It will be a loong time before AI can produce lead actors that are believable, act exactly the way you as a director want and tell the story you want to tell, so I think at least for now you'll still need the actors for the lead roles. But I can totally this being used for generating people/stuff in the background of certain shots in a low budget movie.
> It will be a loong time before AI can produce lead actors that are believable.
A "loong time" will be sooner that most of us think.
The way this is done currently is similar to motion capture except that the tools are gradually becoming democratized: A single actor can act all the roles you need (You could even act the scenes and roles yourself). That footage is then fed into a model that generates an actor with the appearance and voice that you desire.
As a random on the internet, my prediction is that within a year, you'll be able to produce lead actors that are believable using movie generation plus smartphone footage of yourself acting the scene.
Initially it will be expensive to make a feature length film. But from 2025 onward, the cost will come down as the tools improve. These will be a different type of movie for sure, but every advancement in film technology has always led to films that seem strange compared to what came before.
You're getting downvoted, but I agree with you except for your timeline. This won't be possible in a year. What's here is a concept demo, but the gulf between "that's neat" and "you can make a decent 10 minute short film" is pretty vast.
> But the gulf between "that's neat" and "you can make a decent 10 minute short film" is pretty vast.
Agreed. I expect the tools I described to be prohibitively expensive for the average person for some time. By the end of 2025, probably only well-funded studios will be able to use such tools and probably not economically.
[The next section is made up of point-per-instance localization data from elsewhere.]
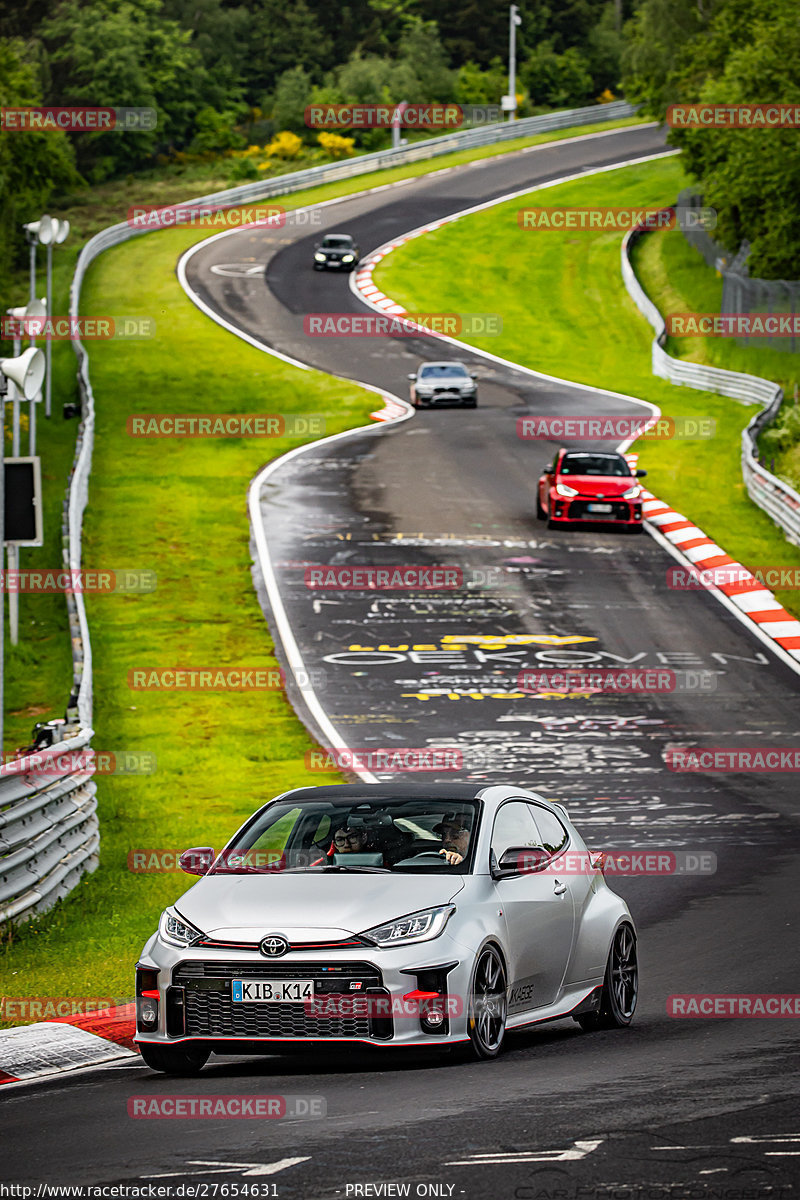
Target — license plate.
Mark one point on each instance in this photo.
(271, 991)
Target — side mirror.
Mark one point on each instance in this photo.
(519, 861)
(197, 861)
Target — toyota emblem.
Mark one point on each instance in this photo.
(274, 946)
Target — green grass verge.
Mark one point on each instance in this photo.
(176, 508)
(565, 312)
(677, 280)
(38, 671)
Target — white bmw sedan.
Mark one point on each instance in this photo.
(386, 916)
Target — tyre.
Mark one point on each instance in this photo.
(174, 1060)
(487, 1005)
(620, 985)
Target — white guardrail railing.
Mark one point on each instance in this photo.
(48, 825)
(770, 493)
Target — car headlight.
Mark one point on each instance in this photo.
(417, 927)
(176, 931)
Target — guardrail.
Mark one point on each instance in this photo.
(48, 826)
(770, 493)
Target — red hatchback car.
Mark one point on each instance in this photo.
(590, 485)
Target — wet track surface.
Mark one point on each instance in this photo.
(563, 1113)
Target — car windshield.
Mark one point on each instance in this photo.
(355, 835)
(594, 465)
(443, 371)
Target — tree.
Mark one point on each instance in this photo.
(655, 43)
(750, 177)
(282, 37)
(292, 96)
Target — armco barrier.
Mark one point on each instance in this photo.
(771, 495)
(48, 827)
(60, 817)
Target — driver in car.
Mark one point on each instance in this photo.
(352, 840)
(453, 829)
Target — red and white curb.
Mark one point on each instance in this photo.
(66, 1043)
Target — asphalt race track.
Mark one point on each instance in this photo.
(667, 1109)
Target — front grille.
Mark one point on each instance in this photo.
(347, 943)
(579, 510)
(210, 1011)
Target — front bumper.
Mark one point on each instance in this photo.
(359, 997)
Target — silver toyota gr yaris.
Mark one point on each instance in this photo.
(390, 916)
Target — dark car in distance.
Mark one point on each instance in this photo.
(590, 485)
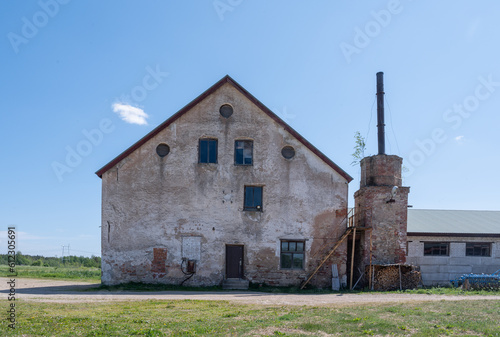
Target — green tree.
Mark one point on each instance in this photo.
(359, 148)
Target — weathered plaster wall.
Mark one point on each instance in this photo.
(439, 270)
(150, 203)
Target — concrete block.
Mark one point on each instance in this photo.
(413, 260)
(434, 260)
(429, 268)
(457, 249)
(455, 269)
(464, 261)
(435, 278)
(485, 269)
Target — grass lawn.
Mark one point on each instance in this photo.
(83, 274)
(218, 318)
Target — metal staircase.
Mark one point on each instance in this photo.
(348, 231)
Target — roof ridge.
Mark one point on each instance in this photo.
(198, 99)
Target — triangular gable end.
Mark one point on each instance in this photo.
(209, 91)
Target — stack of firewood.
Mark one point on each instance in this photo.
(393, 277)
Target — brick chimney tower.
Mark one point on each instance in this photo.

But I'd be quite surprised if Hollywood studios/publishers aren't using their immense back catalogue to train private models right now. I don't think they'll ever allow royalty-free movie generation tools to be used that were trained on their catalogues. So perhaps there'll be a cottage industry of stock footage by amateur and professional actors for training/augmenting the movie generation models and tools that will be available for general use, royalty free.
Or perhaps these tools will simply emerge as just another TikTok filter and we'll see goofy couples who filmed a skit in their living room presented as gladiators arguing on the surface of Mars while their dog runs back and forth between them unable to choose a favourite.
Isn't that a core problem now. Getting actors to act exactly how you want was never a solved problem.
But this limits promotion where actors do interviews and sell the movie to the public. It also limits an actor doing something crazy that tanks a movie like a tweet.
The answer is that it depends on the director. For David Fincher or the Coen brothers, having this level of exactitude and precision is what their craft is all about.
But for plenty of other masters - think Cassavetes, Mike Leigh, even PTA - the actor's outstanding talent and instincts bring something to the script and vision that is outside of their prescriptive powers. Their focus is essentially setting up a framework for magic to happen inside of.
> Getting actors to act exactly how you want was never a solved problem.
As a choreographer myself, that's not necessarily a problem but rather a feature: it depends on how the director creates. Often you want what's unique to the performer, you don't want them to do something that's exactly like what you envisioned but whatever their interpretation/vision of it is, the "imperfectness" is what makes it interesting and rich.
> Getting actors to act exactly how you want was never a solved problem.
Also, some great lines in movies came from actors ad libs.
I hope there will always be some space for mild hallucination; without improvisation we wouldn't even have jazz.